Sono alcuni giorni che rifletto sulla mia condizione di donna; accade molto spesso che mi confronto con una mia cara amica su questo tema. Entrambe ci troviamo a leggere dei libri che trattano argomenti dedicati alla maternità o di figure femminili sottomesse alla visione del mondo maschile/patriarcale. Ci siamo ritrovate a dover ammettere che una delle questioni che ci devasta come genere è quello del condizionamento sociale.

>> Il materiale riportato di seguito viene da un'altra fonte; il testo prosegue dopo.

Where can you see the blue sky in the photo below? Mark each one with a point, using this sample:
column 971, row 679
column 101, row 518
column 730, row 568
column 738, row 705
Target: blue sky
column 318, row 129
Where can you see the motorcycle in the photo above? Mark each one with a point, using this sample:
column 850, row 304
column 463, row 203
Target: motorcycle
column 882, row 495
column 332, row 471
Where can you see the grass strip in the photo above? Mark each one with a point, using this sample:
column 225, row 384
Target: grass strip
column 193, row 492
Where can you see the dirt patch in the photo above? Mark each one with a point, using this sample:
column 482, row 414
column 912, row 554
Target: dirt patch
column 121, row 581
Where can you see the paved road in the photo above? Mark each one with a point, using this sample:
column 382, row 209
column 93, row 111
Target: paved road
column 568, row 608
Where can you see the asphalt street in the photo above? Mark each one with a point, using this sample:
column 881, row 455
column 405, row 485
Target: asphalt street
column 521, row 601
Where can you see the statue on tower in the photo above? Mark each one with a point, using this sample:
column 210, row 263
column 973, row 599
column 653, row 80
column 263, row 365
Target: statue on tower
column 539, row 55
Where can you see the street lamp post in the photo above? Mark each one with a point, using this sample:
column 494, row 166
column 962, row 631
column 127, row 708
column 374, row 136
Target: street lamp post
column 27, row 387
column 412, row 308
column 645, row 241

Esiste un problema di fondo, che è dilagante, secondo il quale se non sei madre o senti la necessità di essere moglie, sei considerata per molti una persona problematica o incapace di avere delle relazioni: perché è impossibile non volere dei figli o è impossibile non sposarsi quando l’età avanza e il tempo scorre inesorabile come una trappola. Questo tipo di commenti – che ritengo sprezzanti – sono spesso lanciati dalle donne, e per mio conto, affermo che imbestialisce le relazioni portandole al collasso e a una forte sottovalutazione della presenza di violenza psicologica che può esserci stata dietro ogni singola nostra singola storia.

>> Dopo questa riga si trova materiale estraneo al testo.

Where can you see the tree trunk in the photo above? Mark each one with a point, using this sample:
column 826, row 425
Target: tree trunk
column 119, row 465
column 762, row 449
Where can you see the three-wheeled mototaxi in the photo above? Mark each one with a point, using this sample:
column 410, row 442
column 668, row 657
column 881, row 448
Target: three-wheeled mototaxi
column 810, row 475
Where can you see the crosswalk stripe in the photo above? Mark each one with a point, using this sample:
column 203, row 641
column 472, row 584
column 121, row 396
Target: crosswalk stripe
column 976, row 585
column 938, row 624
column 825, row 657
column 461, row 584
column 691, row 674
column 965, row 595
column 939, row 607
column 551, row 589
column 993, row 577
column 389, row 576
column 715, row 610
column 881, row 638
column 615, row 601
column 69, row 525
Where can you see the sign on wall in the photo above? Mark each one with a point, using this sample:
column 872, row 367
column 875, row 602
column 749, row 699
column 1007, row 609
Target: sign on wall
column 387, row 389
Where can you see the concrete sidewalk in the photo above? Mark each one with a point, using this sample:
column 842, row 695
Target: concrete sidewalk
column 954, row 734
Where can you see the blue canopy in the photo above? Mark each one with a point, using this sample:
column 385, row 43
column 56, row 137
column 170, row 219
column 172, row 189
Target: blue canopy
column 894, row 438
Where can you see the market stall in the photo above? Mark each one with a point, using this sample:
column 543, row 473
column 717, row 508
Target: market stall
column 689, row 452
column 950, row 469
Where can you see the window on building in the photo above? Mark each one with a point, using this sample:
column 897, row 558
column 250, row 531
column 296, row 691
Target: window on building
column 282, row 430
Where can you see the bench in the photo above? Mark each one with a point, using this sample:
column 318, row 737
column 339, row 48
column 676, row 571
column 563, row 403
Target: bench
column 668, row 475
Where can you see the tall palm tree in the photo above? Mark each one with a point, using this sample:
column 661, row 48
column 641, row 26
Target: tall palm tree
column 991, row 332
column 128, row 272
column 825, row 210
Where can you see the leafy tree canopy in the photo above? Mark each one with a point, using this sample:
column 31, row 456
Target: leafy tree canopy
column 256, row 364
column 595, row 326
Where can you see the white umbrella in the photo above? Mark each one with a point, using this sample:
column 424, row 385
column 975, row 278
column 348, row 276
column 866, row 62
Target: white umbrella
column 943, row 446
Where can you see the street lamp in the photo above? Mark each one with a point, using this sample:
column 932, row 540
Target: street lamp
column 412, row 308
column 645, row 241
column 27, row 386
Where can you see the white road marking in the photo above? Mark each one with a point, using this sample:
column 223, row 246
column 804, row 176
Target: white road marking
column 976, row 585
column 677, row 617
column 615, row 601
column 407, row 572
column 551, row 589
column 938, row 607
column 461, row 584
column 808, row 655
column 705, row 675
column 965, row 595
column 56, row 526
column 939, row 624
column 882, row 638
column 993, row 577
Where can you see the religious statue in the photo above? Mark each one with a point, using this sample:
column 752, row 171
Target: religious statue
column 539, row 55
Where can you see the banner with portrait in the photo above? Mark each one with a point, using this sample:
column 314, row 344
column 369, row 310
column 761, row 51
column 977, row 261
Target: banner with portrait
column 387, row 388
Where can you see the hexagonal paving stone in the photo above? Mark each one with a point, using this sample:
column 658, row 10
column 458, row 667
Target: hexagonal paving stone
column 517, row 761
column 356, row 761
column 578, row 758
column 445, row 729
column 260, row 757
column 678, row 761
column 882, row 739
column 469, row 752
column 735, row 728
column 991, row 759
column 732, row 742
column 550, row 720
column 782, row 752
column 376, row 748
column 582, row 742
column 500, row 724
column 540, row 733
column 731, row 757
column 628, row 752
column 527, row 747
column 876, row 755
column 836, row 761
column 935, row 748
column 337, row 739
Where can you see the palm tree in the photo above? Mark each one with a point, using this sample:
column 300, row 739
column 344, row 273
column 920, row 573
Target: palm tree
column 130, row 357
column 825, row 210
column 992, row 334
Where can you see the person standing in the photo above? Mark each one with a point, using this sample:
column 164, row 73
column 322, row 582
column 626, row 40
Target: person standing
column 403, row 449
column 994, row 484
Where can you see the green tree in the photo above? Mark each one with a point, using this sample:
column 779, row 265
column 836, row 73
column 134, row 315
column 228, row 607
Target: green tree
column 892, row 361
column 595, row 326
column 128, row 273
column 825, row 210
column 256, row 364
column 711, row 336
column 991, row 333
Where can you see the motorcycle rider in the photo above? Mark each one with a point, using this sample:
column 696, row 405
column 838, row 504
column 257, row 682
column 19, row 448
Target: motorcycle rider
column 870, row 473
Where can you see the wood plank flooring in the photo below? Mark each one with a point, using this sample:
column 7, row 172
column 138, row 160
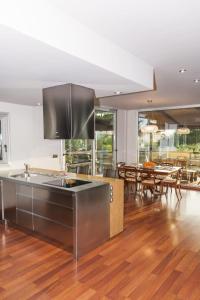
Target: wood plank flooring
column 156, row 257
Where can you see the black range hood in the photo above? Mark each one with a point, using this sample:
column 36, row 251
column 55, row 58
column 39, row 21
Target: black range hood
column 68, row 112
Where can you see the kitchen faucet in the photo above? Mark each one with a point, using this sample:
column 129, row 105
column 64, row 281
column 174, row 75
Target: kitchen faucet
column 26, row 172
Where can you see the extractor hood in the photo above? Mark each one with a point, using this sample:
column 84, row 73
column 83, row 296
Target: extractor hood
column 68, row 112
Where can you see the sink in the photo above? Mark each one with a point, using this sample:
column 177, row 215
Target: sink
column 67, row 182
column 24, row 175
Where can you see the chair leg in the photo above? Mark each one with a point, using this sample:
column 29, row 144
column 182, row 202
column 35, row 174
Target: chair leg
column 179, row 189
column 177, row 195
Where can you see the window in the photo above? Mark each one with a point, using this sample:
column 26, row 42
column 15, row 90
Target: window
column 177, row 136
column 93, row 157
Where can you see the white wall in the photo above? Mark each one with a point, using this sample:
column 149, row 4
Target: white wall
column 26, row 142
column 28, row 145
column 121, row 135
column 127, row 135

Mi auguro di riuscire, nelle prossime settimane, a parlare su queste pagine di alcune letture che sto portando avanti. Si tratta di vari generi letterari che mi hanno risucchiata e sui quali sto aprendo gli occhi in maniera molto acuta. Tra quelli più interessanti e difficili esiste un volume dedicato agli scandali in Vaticano. Si tratta di una inchiesta di un sociologo francese che per quattro anni ha intervistato sacerdoti, prelati e alte cariche della Chiesa cattolica di tutto il mondo. Il suo punto di vista è una indagine che si basa sulla omofobia e sulla corruzione interne a quel sistema. Ogni volta che lo apro, ho sempre questa domanda fissa nella testa ed è legata alla spiritualità e alla immagine cui siamo sottoposti da una vita: cosa hanno in comune con me, donna, Gesù Cristo e la sua figura? come cambia la nostra percezione se sappiamo che quella che hanno scelto di farci guardare ad ogni angolo su ogni muro, delle nostre case, uffici e istituzioni è una rappresentazione di un uomo durissima e violenta?

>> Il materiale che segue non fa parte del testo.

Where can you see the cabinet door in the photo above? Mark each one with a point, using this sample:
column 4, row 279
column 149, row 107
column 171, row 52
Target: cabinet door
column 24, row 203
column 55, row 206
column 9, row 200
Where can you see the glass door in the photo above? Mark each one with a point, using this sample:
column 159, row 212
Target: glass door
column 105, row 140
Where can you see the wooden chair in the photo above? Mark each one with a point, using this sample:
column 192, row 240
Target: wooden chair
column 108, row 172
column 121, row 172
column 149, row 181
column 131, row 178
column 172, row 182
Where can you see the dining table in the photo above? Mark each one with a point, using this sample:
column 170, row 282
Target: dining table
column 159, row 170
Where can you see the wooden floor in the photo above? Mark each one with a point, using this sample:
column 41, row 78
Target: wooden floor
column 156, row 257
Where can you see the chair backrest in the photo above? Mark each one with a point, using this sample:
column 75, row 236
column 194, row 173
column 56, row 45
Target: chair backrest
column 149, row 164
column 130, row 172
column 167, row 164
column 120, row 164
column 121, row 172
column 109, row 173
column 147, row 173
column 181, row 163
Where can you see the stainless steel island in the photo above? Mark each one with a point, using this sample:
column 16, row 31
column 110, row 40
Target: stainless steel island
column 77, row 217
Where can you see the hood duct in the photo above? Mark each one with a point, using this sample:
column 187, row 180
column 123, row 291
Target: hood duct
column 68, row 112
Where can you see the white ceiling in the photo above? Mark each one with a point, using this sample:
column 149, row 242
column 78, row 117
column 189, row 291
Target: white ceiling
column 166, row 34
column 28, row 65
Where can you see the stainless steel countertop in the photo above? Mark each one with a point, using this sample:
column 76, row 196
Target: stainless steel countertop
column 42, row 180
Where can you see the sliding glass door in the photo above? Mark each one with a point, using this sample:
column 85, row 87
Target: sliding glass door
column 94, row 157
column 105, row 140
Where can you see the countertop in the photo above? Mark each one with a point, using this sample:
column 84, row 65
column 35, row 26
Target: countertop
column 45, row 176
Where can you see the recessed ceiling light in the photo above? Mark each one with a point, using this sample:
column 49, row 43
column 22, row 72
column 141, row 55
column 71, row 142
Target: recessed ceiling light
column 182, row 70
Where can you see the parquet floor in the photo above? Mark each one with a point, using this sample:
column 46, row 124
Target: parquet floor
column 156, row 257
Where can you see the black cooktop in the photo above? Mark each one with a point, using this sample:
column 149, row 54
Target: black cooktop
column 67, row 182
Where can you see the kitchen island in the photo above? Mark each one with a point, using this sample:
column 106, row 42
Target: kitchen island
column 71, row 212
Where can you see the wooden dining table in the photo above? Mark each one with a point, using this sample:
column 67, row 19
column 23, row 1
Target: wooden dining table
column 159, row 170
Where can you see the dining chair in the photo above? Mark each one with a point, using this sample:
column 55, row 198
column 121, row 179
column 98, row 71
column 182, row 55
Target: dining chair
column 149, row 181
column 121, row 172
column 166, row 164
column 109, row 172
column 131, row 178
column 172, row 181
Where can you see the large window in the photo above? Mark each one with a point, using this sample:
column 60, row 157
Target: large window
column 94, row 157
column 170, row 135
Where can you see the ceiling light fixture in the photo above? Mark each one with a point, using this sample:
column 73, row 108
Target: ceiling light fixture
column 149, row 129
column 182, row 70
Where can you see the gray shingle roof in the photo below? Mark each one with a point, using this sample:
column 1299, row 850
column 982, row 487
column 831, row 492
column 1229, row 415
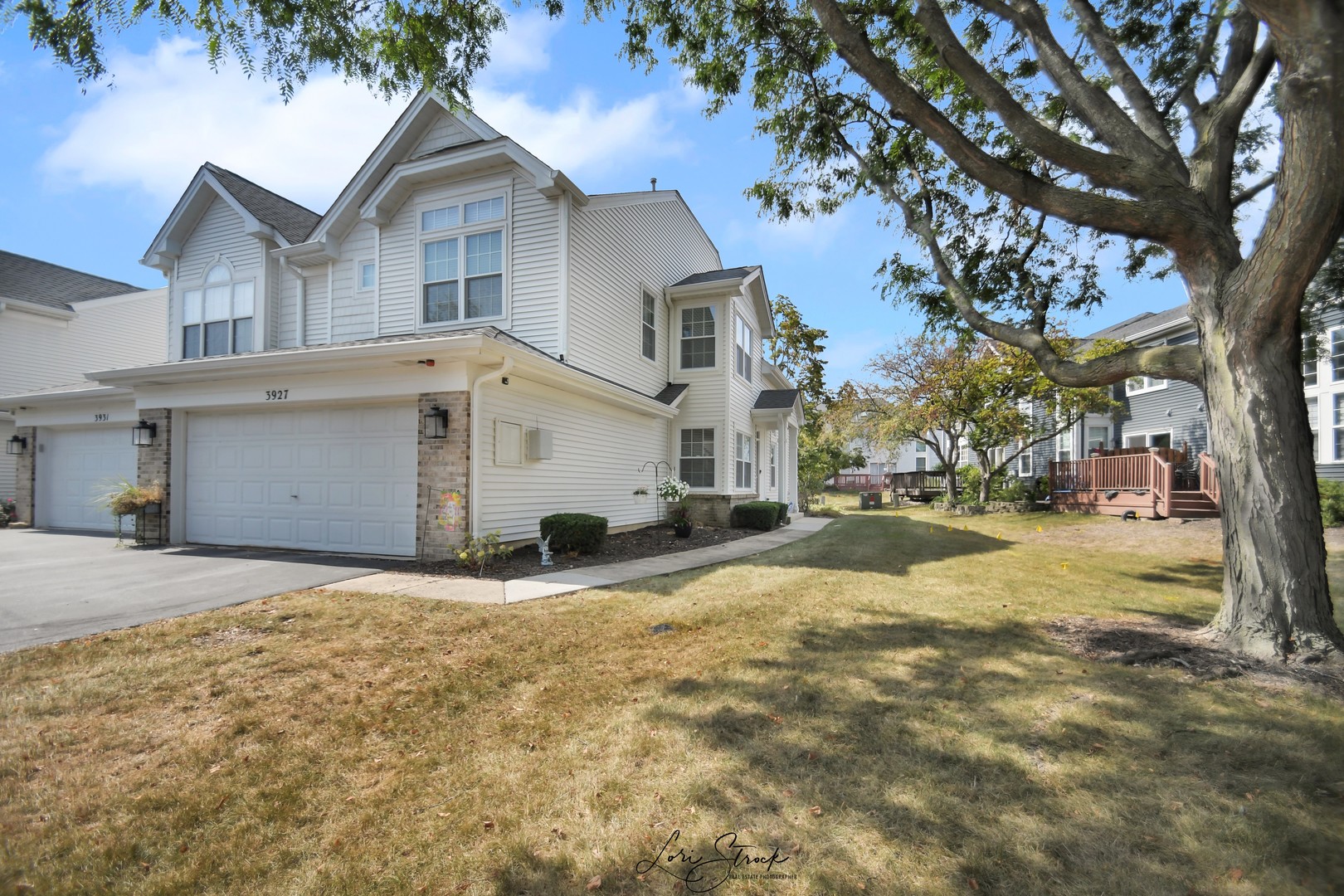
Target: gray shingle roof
column 711, row 275
column 776, row 399
column 292, row 221
column 28, row 280
column 1142, row 324
column 671, row 392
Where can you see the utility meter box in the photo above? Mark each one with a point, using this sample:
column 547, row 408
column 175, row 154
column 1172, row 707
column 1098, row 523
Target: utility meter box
column 539, row 445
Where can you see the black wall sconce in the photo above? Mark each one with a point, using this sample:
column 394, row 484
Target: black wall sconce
column 143, row 434
column 436, row 423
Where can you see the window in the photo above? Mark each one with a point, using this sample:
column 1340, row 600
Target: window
column 1138, row 384
column 1339, row 426
column 650, row 327
column 698, row 458
column 743, row 462
column 461, row 275
column 1309, row 348
column 218, row 317
column 698, row 338
column 1313, row 421
column 743, row 348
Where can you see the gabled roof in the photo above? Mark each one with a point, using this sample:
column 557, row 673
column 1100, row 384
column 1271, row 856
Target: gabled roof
column 38, row 282
column 1146, row 323
column 292, row 221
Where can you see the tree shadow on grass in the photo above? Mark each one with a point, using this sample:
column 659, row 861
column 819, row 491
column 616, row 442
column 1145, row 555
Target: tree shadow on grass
column 986, row 752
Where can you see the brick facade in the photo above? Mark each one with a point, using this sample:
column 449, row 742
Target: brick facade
column 24, row 473
column 153, row 462
column 444, row 470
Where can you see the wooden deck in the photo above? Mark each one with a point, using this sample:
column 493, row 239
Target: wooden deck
column 1142, row 483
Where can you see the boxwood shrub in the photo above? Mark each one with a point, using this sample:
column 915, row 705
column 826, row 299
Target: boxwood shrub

Il suo è messaggio potentissimo e unico, ma in che modo è utile alla mia persona? in cosa mi rappresenta oggi? L’unica motivazione che riesco a darmi è la possibilità di non arrivare a quel tipo brutalità e di trascinare la mia croce personale fino al punto di fermarmi un attimo prima, scegliere di non soffrire come ha vissuto lui, in una esistenza che ha rivoluzionato il mondo della religiosità, ai suoi tempi, tanto da segnare ancora i nostri giorni.